Profiling India's most style-conscious leader, Burma's capital rethink and the Indonesians keeping the rain away.
Naypyidaw may be the official capital of Burma but the majority of foreign embassies are still 320km away in former capital Yangon. If Aung San Suu Kyi’s NLD party wins next year, the capital may switch back.
In a tropical climate characterised by heavy downpours, the pawang hujan – Indonesia’s shamanic rain stoppers – are the individuals who can supposedly keep the wet weather at bay.
In Bali, most hotels – including numerous Starwood and Accor properties – have their own on-call rain stoppers. Luxury hotels pay the shamans around €150 for a day’s work, creating a tangible intersection between Indonesian mysticism and corporate brands. Indonesia’s religious make-up is also accounted for: Muslim clients request analogous mystics, who use Islamic prayer beads for the task, while Balinese rain stoppers use Hindu invocations.
Thanks to Bipin Chauhan, his loquacious tailor of more than two decades, we know all about the sartorial preferences of India’s style-conscious prime minister Narendra Modi. The leader of the world’s largest democracy generally favours a sober and inclusive palette in crisp linens and cottons. “Modi takes [a] keen interest in his clothes, right from selecting the fabric, the cut and the stitch to the overall look,” says Chauhan, who has been canny enough to trademark Modi’s signature garment: a half-sleeved tunic that is now known as the Modi kurta.
As the leader of the right-wing Hindu nationalist Bharatiya Janata party, Modi’s fashion choices are never incidental. His love of a kurta – a garment made in India and worn by rich and poor alike – references nationalism and his humble beginnings as a tea seller. The cotton khadi (hand-woven) fabrics he often wears are rich with symbolism that stretches back to Mahatma Gandhi. Even the colours he chooses speak of his values, avoiding (Muslim) green but frequently wearing (Hindu) orange.
Modi – a divisive leader who incites extreme reactions – makes no apology for his appearance. “Yes, I like to dress up well and stay clean,” he said on television before the election in May. “God has gifted me the sense of mixing and matching colours.” At times, however, his interest in fashion has infuriated opponents. Samajwadi party leader Mulayam Singh Yadav grumbled that Modi “changes 500 kurtas a day and wears a new kurta to every meeting”. Still, Modi led the bjp and its allies to form India’s largest majority government for 30 years.

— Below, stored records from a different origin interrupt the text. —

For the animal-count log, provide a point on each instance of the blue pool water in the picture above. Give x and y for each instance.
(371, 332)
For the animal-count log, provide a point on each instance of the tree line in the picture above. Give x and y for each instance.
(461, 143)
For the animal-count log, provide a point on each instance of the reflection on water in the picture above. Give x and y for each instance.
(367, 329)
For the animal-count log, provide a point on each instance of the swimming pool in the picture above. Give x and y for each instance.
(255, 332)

The affluent suburb of Bandra in Mumbai is one of the most liveable neighbourhoods in urban India but rapid change is transforming the historic cluster of Catholic fishing villages into a congested extension of the city. Brothers Ayaz and Zameer Basrai of architecture firm The Busride are spearheading The Bandra Project, that includes a local style guide, to help preserve the area.

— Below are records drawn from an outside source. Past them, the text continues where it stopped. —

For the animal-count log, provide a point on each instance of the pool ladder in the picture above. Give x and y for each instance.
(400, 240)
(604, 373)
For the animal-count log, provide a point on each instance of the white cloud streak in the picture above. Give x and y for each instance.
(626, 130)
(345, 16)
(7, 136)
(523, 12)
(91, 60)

What is it about Bandra that is so special?
Bandra has always had this inclusive, secular, active street culture, so we’re trying to figure out what’s worked for it in the past. It’s important not to look at heritage conservation as only architectural conservation. The project cannot have this misguided, nostalgic outlook aimed at just preserving what’s left of the old villages.
What’s the point of the Bandra style guide?
We want to preserve the bazaars, the food and drink, the soundscape, colour, form, the music and street art, the broad promenades and a bunch of other softer, intangible features of the suburb. The point is helping homeowners become more conscious of what it is they’re building and their rights. Hopefully the style guide is a reminder of the fragility of social interactions that will show newer users and builders Bandra’s active street culture.
What are your future hopes?
Sweeping changes are happening behind closed doors. That process is not participatory. We want The Bandra Project to be as open as possible; a development kit that says, “If you want to redevelop, this is how you redevelop.” But the point of the whole project is optimism. We don’t need more pessimism.